How the destruction of a noble work of art could promote Germany's victory over her enemies is difficult to understand. It is worthy of note that a hotel close to the cathedral remained untouched: it was kept by a German.
For some months the north-east tower of the cathedral had been under repair, and when the bombardment began it was surrounded by scaffolding. On 19th September a shell set fire to the outer roof; the fire quickly spread to the scaffolding, and then to the wooden beams of the portal. An American correspondent tells us that, when the flames gained on the building, the Archbishop of Rheims and a party of volunteers rushed inside and carried out the wounded Germans on stretchers.

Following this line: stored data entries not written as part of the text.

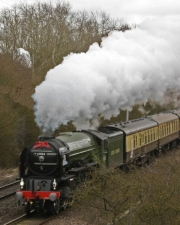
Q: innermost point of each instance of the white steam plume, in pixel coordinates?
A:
(128, 68)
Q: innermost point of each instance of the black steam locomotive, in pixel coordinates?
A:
(52, 167)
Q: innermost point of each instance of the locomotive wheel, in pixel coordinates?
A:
(64, 203)
(27, 208)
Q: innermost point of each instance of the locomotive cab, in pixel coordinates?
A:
(43, 181)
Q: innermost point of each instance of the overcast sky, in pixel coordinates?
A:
(133, 11)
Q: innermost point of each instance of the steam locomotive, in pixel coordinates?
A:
(52, 167)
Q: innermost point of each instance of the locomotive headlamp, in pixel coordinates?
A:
(54, 184)
(22, 183)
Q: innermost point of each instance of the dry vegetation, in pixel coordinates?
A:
(48, 33)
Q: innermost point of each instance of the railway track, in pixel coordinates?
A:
(35, 218)
(8, 190)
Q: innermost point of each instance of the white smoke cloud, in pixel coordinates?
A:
(128, 68)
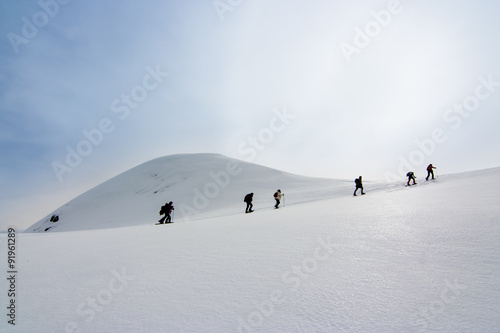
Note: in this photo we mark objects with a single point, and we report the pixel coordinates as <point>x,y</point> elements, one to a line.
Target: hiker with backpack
<point>411,176</point>
<point>430,171</point>
<point>167,210</point>
<point>248,200</point>
<point>277,197</point>
<point>359,185</point>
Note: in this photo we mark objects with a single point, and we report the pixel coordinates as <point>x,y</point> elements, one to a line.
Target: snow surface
<point>399,259</point>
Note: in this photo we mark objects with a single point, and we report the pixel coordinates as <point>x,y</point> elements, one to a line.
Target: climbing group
<point>168,208</point>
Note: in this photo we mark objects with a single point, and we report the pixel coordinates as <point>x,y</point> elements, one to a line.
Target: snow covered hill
<point>424,258</point>
<point>200,185</point>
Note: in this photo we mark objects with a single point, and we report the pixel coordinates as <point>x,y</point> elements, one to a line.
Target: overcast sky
<point>89,89</point>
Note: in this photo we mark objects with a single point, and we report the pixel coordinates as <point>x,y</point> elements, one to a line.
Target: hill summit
<point>200,185</point>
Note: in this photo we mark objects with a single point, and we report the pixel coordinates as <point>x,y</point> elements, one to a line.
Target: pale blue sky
<point>231,69</point>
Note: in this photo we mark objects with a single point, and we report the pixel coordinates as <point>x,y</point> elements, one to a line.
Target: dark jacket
<point>248,197</point>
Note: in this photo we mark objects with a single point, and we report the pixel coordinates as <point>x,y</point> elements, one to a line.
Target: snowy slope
<point>416,259</point>
<point>200,185</point>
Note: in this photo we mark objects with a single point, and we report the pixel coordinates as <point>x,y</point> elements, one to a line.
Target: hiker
<point>359,185</point>
<point>277,197</point>
<point>167,210</point>
<point>430,171</point>
<point>411,176</point>
<point>248,199</point>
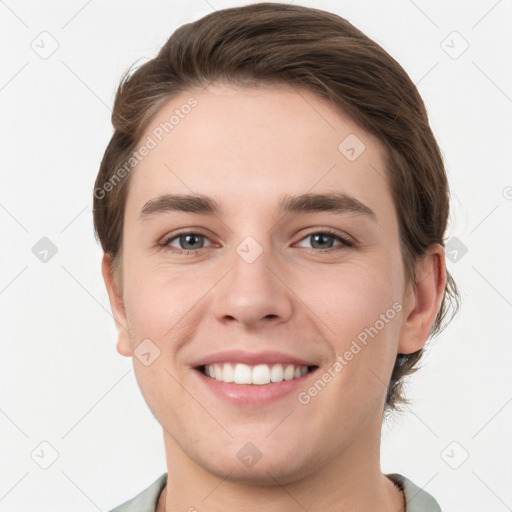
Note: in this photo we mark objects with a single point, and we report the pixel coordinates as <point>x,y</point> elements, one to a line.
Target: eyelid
<point>345,240</point>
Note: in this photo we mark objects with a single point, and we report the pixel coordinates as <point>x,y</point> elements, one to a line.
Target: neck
<point>349,480</point>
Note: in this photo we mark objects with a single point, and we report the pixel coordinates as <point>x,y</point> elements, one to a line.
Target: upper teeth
<point>260,374</point>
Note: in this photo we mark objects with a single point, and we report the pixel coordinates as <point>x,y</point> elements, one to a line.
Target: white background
<point>63,382</point>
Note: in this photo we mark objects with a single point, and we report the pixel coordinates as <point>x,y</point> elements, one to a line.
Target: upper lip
<point>251,358</point>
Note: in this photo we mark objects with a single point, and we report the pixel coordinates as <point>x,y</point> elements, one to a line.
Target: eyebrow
<point>309,202</point>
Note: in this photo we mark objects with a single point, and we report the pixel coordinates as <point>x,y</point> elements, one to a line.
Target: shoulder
<point>417,500</point>
<point>146,500</point>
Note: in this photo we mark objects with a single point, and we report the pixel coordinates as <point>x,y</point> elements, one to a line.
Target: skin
<point>245,147</point>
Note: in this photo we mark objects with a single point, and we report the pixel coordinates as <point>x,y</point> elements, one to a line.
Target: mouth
<point>258,375</point>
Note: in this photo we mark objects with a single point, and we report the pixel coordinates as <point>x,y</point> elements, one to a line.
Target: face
<point>281,274</point>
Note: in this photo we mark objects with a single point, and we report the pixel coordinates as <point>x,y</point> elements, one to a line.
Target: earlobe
<point>117,305</point>
<point>423,300</point>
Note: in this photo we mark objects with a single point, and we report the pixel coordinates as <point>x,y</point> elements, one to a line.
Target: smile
<point>260,374</point>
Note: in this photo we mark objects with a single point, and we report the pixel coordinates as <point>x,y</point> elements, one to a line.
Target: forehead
<point>224,140</point>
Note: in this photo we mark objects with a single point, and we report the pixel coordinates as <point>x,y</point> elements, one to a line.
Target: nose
<point>254,293</point>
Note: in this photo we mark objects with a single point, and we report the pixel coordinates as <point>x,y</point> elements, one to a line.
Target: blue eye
<point>190,242</point>
<point>324,240</point>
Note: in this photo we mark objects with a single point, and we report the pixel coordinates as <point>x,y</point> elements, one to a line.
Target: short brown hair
<point>312,50</point>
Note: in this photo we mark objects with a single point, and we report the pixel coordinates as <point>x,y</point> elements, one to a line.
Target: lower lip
<point>254,394</point>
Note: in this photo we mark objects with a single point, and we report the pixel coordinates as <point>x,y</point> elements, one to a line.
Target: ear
<point>423,299</point>
<point>117,305</point>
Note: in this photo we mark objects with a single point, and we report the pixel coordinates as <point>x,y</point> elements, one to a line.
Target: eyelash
<point>345,242</point>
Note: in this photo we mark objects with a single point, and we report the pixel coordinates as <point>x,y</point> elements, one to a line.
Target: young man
<point>272,207</point>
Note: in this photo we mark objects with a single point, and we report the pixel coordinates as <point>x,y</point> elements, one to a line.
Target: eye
<point>188,241</point>
<point>325,239</point>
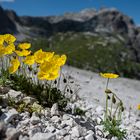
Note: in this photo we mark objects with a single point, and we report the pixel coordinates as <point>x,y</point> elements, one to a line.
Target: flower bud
<point>108,91</point>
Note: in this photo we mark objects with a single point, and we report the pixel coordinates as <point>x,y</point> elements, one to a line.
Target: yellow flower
<point>52,76</point>
<point>138,107</point>
<point>40,56</point>
<point>1,39</point>
<point>24,46</point>
<point>9,49</point>
<point>48,56</point>
<point>47,76</point>
<point>59,60</point>
<point>62,60</point>
<point>23,53</point>
<point>15,63</point>
<point>48,71</point>
<point>2,50</point>
<point>8,38</point>
<point>109,75</point>
<point>29,60</point>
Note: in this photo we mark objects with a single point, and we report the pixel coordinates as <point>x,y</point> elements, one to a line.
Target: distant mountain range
<point>107,23</point>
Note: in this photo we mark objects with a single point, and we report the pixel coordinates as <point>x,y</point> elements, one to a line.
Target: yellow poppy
<point>62,60</point>
<point>8,38</point>
<point>48,56</point>
<point>52,76</point>
<point>39,56</point>
<point>9,49</point>
<point>24,46</point>
<point>138,107</point>
<point>15,63</point>
<point>1,39</point>
<point>23,53</point>
<point>42,76</point>
<point>109,75</point>
<point>29,60</point>
<point>2,50</point>
<point>48,71</point>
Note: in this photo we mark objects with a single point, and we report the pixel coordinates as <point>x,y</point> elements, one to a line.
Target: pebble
<point>54,110</point>
<point>9,116</point>
<point>43,136</point>
<point>35,119</point>
<point>12,134</point>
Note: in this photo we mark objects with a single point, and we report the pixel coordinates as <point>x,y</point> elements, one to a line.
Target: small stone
<point>55,119</point>
<point>12,134</point>
<point>67,137</point>
<point>69,122</point>
<point>9,116</point>
<point>29,100</point>
<point>51,129</point>
<point>88,114</point>
<point>35,119</point>
<point>46,112</point>
<point>100,110</point>
<point>34,130</point>
<point>90,132</point>
<point>89,137</point>
<point>2,129</point>
<point>75,132</point>
<point>16,95</point>
<point>63,132</point>
<point>54,110</point>
<point>114,138</point>
<point>66,117</point>
<point>137,124</point>
<point>23,137</point>
<point>43,136</point>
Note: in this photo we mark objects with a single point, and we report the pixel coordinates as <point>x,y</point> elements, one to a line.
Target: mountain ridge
<point>109,24</point>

The rescuing parties were not a minute too soon. Already from the roofs molten lead was falling. The blazing doors had fired the straw on which the wounded lay, and the interior was like a prairie fire. Splashed by the molten lead, and threatened by falling timbers, the priests, at the risk of their lives and limbs, carried out the wounded, numbering sixty in all. But after bearing them to safety their charges were confronted with a new danger. Inflamed by the sight of their own dead, four hundred citizens having been killed by the bombardment, and by the loss of their cathedral, the people of Rheims who were gathered about the burning building called for the lives of the German prisoners. "They are barbarians," they cried. "Kill them!" The archbishop and one of his clergy placed themselves in front of the wounded.
"Before you kill them," they cried, "you must first kill us!"
Surely this noble deed will live in history. There can scarcely be a finer picture of heroism than that of the venerable archbishop, with his cathedral blazing behind him, facing a mob of his own people in defence of their enemies.